[Workshop] Stream Processing Made Easy With Flink | Register Now

Real-Time Fleet Management Using Confluent Cloud and MongoDB

Written By

Most organisations maintain fleets, a collection of vehicles put to use for day-to-day operations. Telcos use a variety of vehicles including cars, vans, and trucks for service, delivery, and maintenance. Mining companies use remote fleets that include gigantic trucks, cranes, and autonomous trains. Transportation and logistics companies utilize large fleets of trucks to service their customers. And rental companies, dealerships, finance companies, and insurance companies use fleet data to better understand and respond to their customer needs.

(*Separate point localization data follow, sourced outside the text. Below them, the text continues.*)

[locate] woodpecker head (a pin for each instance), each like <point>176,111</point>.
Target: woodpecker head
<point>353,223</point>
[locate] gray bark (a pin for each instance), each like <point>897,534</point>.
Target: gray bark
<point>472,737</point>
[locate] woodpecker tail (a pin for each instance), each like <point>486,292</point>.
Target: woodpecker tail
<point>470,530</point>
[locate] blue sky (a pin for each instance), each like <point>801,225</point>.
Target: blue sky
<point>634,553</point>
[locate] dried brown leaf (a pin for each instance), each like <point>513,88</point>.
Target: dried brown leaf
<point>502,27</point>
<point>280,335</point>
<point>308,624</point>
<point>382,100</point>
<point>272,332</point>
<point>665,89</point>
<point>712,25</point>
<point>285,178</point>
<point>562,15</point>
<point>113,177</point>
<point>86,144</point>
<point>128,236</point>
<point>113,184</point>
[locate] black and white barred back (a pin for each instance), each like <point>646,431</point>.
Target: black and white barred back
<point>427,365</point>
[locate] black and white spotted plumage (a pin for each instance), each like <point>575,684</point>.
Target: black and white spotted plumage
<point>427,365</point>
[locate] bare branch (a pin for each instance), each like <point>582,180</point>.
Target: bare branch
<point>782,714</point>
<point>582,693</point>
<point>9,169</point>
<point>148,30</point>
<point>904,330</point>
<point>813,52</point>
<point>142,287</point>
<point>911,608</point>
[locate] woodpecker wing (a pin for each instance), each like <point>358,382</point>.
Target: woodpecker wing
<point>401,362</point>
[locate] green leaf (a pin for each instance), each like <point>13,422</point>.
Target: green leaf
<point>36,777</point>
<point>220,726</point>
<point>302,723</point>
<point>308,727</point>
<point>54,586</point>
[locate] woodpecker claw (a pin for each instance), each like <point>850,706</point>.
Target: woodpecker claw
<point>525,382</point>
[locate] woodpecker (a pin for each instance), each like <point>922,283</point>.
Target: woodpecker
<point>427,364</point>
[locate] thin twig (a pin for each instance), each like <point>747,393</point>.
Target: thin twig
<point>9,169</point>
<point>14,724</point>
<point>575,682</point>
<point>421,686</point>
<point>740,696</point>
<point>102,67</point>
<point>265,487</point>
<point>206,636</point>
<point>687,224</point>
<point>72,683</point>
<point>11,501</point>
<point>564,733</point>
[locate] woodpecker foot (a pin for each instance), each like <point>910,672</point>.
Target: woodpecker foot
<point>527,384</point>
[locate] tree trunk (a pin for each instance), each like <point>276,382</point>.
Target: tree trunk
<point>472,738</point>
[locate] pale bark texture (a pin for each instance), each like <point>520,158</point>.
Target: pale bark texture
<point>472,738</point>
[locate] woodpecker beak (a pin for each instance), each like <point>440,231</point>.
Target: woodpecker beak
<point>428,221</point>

Fleets emit a variety of real-time events through their vehicle’s telemetry devices, and there are a lot of use cases built around the telemetry data, including:

  1. Increasing customer satisfaction: Efficiently route and deliver services on time, and improve driving quality
  2. Reducing carbon footprint: Increase fuel efficiency and optimise driving patterns
  3. Optimizing fleet maintenance: Monitor spare-part inventory and automate service schedule based on performance and usage
  4. Improving driver safety: Monitor driver behaviour and performance in real time

Fleet management is also inherently challenging because there is so much data involved. For example, a typical transportation company could easily operate thousands of trucks across the country that come from various manufacturers and have different capabilities. Building a single pane of glass to monitor such large fleets is a complex problem to solve.

This article showcases how to build a simple fleet management solution using Confluent Cloud, fully managed ksqlDB, Kafka Connect with MongoDB connectors, and the fully managed database as a service MongoDB Atlas.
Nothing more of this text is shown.